One important characteristic of a core sample is relative permeability. Relative permeability relates to the flow characteristics of one fluid relative to a second fluid contained in the core sample. An important parameter in determining relative permeability is the saturation state of the sample—that is, the percentage of space (pore volume) in the sample that contains a first fluid, such as brine, and the percentage of that volume that contains a second fluid, such as oil. The measurement of relative permeability is often plotted as a function of sample saturation state.
Determining relative permeability is often done by the steady state method. This method involves choosing various fluid percentages to flow through the core sample until the fluid flow reaches steady state. For example, the core sample can be 100% brine saturated and a user can flow 100% oil into the core sample. Since the core sample is initially 100% brine saturated, initially the effluent from the core sample will also be 100% brine. However, the effluent will eventually include oil as the oil flows through the core sample, resulting in an effluent that is part oil and part brine. Once the oil flowing into the sample pushes all the brine that is able to be pushed out of the sample, the effluent will be 100% oil, resulting in a steady state or equilibrium, condition. In other words, steady state is achieved when flow of fluid into the core sample (100% oil) is the same as flow of fluid out of the core sample (also 100% oil).
The sample is now partially saturated with oil and partially saturated with brine (e.g., all the brine that is able to be flushed from the core sample has already been pushed out). The user determines the amount of brine remaining in the sample by measuring the volumes of oil and brine that have been flowed into the sample and the volumes that have gone out, and thereby determines the relative percentages of oil and brine remaining in the sample (i.e., the sample's saturation state).
In this sample case, the user then flows a different percentage of oil and brine into the core sample—say, 70% oil and 30% brine—until the system reaches a steady state or equilibrium, i.e., effluent that is also 70% oil and 30% brine. By determining the fluid volumes in and fluid volumes out, the user can then determine the core sample saturation state under those conditions, which will likely be different than when flowing 100% oil. The user then flows another percentage of oil and brine—say, 30% oil and 70% brine—until equilibrium is reached, similarly determining the sample saturation state under those conditions. The final percentage of fluid flow in may be 100% brine, with the sample saturation state determined using the same method.
In each of these cases, a large volume of fluid may need to be flowed through the core sample before equilibrium or steady state is achieved. If this large volume exceeds the finite volume of the traditional two-phase separator or similar system, the relative volumes of the two fluids can no longer be measured and the calculation will fail.

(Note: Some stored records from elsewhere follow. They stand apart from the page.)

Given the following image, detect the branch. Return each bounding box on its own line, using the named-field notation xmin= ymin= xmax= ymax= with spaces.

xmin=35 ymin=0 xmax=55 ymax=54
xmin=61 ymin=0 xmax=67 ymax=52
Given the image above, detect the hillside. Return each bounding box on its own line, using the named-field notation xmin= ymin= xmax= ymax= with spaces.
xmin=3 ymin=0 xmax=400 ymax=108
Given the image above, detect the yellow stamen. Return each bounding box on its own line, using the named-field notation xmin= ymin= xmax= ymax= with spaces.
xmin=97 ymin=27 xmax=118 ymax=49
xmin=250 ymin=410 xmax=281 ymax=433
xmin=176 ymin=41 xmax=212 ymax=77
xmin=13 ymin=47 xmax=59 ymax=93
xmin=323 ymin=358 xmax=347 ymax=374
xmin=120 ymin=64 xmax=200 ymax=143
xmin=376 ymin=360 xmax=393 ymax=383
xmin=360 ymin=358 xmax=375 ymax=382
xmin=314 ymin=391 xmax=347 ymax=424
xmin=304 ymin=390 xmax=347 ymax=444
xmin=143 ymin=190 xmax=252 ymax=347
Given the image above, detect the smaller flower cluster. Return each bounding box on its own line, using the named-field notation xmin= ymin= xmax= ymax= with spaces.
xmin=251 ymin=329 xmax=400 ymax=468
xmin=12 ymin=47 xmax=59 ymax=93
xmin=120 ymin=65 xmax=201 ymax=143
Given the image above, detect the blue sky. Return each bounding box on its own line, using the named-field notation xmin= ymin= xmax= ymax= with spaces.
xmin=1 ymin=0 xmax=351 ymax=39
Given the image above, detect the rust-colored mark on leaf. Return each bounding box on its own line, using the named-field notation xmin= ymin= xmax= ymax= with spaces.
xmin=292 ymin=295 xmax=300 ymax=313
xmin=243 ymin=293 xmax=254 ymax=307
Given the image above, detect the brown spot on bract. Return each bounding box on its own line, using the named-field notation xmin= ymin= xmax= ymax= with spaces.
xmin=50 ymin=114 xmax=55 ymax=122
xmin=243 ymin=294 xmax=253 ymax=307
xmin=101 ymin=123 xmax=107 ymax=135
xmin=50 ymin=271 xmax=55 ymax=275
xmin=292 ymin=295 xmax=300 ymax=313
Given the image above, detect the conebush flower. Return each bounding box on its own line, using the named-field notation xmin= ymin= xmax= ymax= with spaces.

Traditional two-phase separators also have the limitation of only being able to measure the change in volume of one of the two effluent fluids. This limitation makes it difficult to track the effluent flow rate of the second phase and accurately determine when steady state has been reached and the saturation state of the core sample. Therefore, there exists a need for an apparatus, method, and/or system that can accommodate and measure large volumes of fluid in order to determine sample saturation state.